02 Jan 2009
The European Commission (EC) is planning to put forward a number of proposals next year designed to make it easier for firms to ditch paper-based invoices in favour of online e-invoicing systems designed to slash administrative costs and cut carbon emissions.
Commission studies have previously calculated that the adoption of e-invoicing systems could save European businesses billions of dollars through enhanced productivity and reduction in paper, printing and delivery costs.
Advocates of the approach also claim that it would deliver huge environmental savings, cutting carbon emissions associated with paper production and postal deliveries.
However, adoption of e-invoicing technologies has been hampered by legal systems that can require firms to keep hard copies of invoices and variations in tax and payment rules across different countries.
The EC is now seeking to remove some of these barriers to adoption and has formed an Expert Group that has been tasked with advising on how rules relating to e-invoicing could be simplified.

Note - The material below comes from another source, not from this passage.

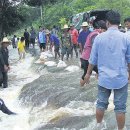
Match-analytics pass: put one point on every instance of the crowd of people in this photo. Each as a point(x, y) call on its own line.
point(104, 49)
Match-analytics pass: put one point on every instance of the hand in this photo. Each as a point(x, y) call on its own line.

A source familiar with the working group said that it was investigating the prospect of developing EU-wide standards for handling e-invoices and legislative proposals that would make it easier for small and medium sized business in particular to transact electronically.
He added that the EC was hoping to finalise its proposals later this year.
"Depending on which analyst you believe, there are somewhere in the region of 30 billion paper invoices delivered each year," the source said. "Replace even a relatively small proportion of those with online invoices and you can still have an enormous environmental impact."